Questo significa che, per dire cantare qualsiasi cosa, ad oggi ci vuole un involucro particolare, un aspetto coordinato che renda credibile la propria musica. In questa mole di informazioni che resta sul superficiale, c’è da chiedersi quanta importanza venga data alle parole e, a tutti gli effetti, anche alla musica.

Quanto era difficile emergere dieci anni fa? Come sarà tra dieci anni? È doveroso lasciare una traccia di come sia la vita da artisti emergenti nel 2017.

Essere un artista emergente nel 2017Ogni epoca ha le sue particolarità. Sarebbe interessante riuscire a cogliere, nel corso dei decenni, le peripezie socio-musicali che hanno dovuto passare gli artisti emergenti di determinate annate. Immagino chi voleva spaccare tutto negli anni ’70, ispirato dalla scia di Woodstock, Jimi Hendrix e gli Who. Chissà quante band sono state distrutte dal fenomeno dell’eroina, quanti si sono fermati e avrebbero potuto fare la storia, quanti hanno scritto il pezzo della vita e se lo sono trovati nel disco di un altro artista, semplicemente rubato.
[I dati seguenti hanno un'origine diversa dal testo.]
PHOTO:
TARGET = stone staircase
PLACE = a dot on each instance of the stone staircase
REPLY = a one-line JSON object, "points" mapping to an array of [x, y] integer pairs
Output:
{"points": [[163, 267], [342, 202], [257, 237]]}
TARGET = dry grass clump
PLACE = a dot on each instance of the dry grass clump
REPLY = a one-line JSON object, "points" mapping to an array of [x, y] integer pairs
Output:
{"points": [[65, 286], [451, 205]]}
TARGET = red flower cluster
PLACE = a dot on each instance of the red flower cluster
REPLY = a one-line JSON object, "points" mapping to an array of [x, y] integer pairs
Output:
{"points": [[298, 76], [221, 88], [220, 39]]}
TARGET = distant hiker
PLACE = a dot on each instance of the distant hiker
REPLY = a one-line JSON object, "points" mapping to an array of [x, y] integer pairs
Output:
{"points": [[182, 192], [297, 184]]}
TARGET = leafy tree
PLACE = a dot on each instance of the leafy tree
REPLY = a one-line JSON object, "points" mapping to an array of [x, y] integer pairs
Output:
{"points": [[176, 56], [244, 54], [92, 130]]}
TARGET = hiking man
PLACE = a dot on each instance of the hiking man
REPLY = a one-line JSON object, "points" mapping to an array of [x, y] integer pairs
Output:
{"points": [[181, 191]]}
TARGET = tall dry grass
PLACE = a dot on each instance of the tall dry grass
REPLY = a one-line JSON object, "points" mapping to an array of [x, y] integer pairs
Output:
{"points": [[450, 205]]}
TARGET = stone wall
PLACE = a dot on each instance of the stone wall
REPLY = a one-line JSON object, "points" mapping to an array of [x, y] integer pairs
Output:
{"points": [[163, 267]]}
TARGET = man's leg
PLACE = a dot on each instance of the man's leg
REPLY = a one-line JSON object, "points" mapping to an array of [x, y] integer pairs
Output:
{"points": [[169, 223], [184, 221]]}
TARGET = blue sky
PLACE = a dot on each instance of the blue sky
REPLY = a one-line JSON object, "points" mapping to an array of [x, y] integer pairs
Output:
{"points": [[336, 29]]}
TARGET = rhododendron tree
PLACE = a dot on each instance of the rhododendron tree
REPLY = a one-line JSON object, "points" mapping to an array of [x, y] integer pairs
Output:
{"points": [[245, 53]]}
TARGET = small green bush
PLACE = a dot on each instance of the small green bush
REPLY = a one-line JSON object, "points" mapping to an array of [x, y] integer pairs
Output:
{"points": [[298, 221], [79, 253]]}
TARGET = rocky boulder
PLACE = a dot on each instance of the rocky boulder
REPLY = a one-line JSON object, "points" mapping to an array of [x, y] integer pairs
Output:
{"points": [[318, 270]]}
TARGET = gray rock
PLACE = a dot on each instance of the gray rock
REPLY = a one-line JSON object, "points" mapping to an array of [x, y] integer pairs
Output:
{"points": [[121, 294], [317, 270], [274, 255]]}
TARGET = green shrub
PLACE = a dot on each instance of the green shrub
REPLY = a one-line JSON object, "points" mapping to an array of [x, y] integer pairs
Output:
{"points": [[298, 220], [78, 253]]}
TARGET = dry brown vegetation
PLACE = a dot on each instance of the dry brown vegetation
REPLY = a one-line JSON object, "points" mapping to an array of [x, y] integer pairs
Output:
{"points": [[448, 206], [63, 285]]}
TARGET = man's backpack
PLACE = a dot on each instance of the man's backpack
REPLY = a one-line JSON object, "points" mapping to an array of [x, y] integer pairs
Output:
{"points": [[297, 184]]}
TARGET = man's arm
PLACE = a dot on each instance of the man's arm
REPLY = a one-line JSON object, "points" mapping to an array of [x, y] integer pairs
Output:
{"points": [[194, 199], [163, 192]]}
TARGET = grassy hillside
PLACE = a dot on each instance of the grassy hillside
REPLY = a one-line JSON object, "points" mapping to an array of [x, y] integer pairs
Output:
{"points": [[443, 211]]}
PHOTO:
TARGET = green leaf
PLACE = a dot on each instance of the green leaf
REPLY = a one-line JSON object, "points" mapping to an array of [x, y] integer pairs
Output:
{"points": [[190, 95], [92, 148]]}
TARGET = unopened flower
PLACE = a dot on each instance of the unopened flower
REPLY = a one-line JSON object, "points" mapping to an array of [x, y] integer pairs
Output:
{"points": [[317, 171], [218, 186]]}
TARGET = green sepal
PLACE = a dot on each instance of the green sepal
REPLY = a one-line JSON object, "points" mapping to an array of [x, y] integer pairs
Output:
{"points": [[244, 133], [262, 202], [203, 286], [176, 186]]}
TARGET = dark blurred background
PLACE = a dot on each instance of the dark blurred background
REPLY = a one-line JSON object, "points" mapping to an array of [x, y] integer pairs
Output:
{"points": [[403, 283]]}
Oppure chissà com’era essere band emergenti negli anni ’80, nel ’90 o ancora peggio nel ‘2000, anno del declino totale, quando fare un disco costava troppo e c’erano troppi pochi mezzi per produrne uno fatto in casa.

Tutte queste cose non posso saperle senza scovarle intrecciando diverse biografie, ma quello che conosco direttamente è cosa voglia dire essere un artista emergente nel 2017.

Sono un artista emergente – sottotitolo – suono in una band che in pochi conoscono, pensiamo di avere dei pezzi da far sentire, ma.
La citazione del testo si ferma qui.